Achievement for All has developed a unique approach to accelerating the academic progress amongst vulnerable and disadvantaged learners, thereby closing the performance gap in education settings and, ultimately, driving social mobility.
We do this by building on the foundations of our main programmes, combined with new approaches to improving wellbeing and mental health throughout a school community and by developing more effective cognitive development tools for every age and phase.
Welcome to the Core Strength Programme
Over the last five years it has become increasingly apparent among the 100,000 targeted children and young people engaged in Achievement for All programmes that the common starting point for the majority is the need to build core strength.
Children and young people experiencing disadvantage and underachievement lack confidence, find learning challenging, develop differently and have limited participation in society.
Underlying factors, or needs, may be cognitive, physical, emotional or social; each manifest in a fundamental lack of progress of the child or young person when compared to their peers.
The political and educational debate around reading, writing and maths, the traditional pillars around which the national curriculum has been built for over a hundred years, still rages about the best way to "teach" these subjects, and what should be the "content" of the subjects, not to mention the focus on how to assess and grade learning.
Very few in education or politics talk about how children and young people learn, and how best to build a successful life long learner, beyond the assessed curriculum.
It is fair to say that, in our educational past, we expected children to develop a sophisticated set of thinking skills simply through years of immersion in a school system rich in content and challenge.
Perhaps, we were aware of our limitations - "we are teachers, after all, not developmental or education psychologists." Perhaps our classrooms have not evolved at a pace to keep up with our new knowledge on the neuroscience of learning?
What we realise today however is that we can’t leave the development of thinking skills to chance any more. As the links between thinking development and language development have become more clear over time, so has our awareness of the nature and extent of learning difficulties, which can delay or impede the development of learning and thinking processes.
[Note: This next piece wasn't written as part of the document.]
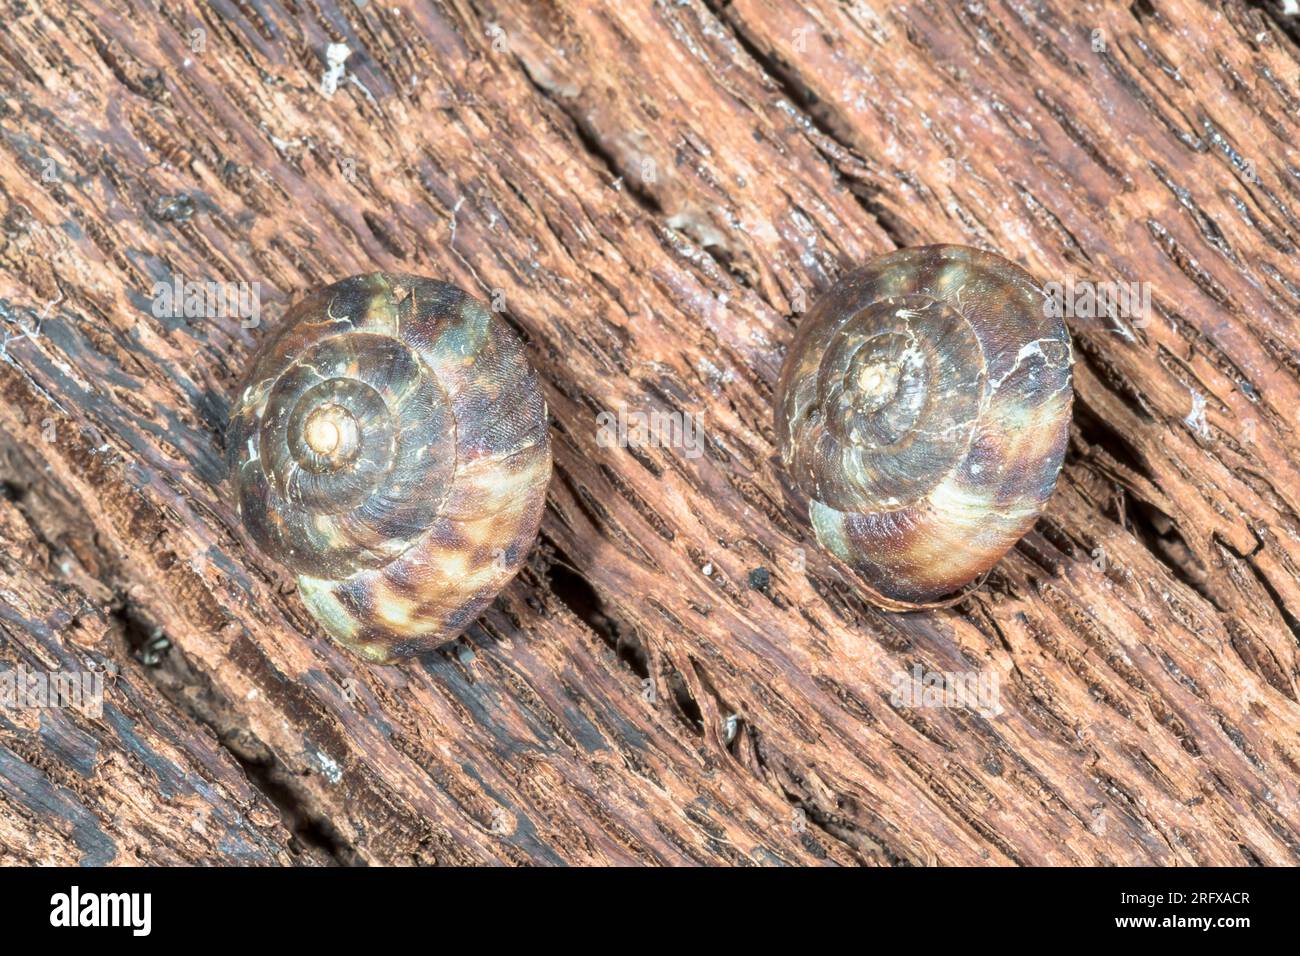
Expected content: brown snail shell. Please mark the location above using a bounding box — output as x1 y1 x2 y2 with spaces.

Specialist interventions are sometimes required to help children and young people overcome these hurdles but it is not only children and young people with identified special educational needs that may need a more structured and explicit approach to the development of underlying thinking skills.
The challenge of social and economic disadvantage
The graph above illustrates the immensity of the challenge. In nearly a decade of targeted school improvement activity, young people in the greatest poverty (for the longest period of time) have not closed the gap.
"...Our first important finding is that the gap is closing, but at a very slow rate. Indeed, despite significant investment and targeted intervention programmes, the gap between disadvantaged 16 year old pupils and their peers has only narrowed by three months of learning between 2007 and 2016.
“In 2016, the gap nationally, at the end of secondary school, was still 19.3 months. In fact, disadvantaged pupils fall behind their more affluent peers by around 2 months each year over the course of secondary school.
“Over the same period (2007 – 2016), the gap by the end of primary school narrowed by 2.8 months and the gap by age five narrowed by 1,2 months. At current trends, we estimate that it would take around 50 years for the dsadvnatge gap to close completely by the time pupils take their GCSEs..."
Closing the Gap? Trends in Educational Attainment and Disadvantage Andrews Robinson and Hutchinson (2017) Education Policy Institute
No family role models?
Nowhere to study after school?
Overwhelmed by poverty, housing issues, or cultural expectations?
Look deeper, and one of the most compelling reasons for socially disadvantaged children underperforming academically could be linked to language (and therefore cognitive) development.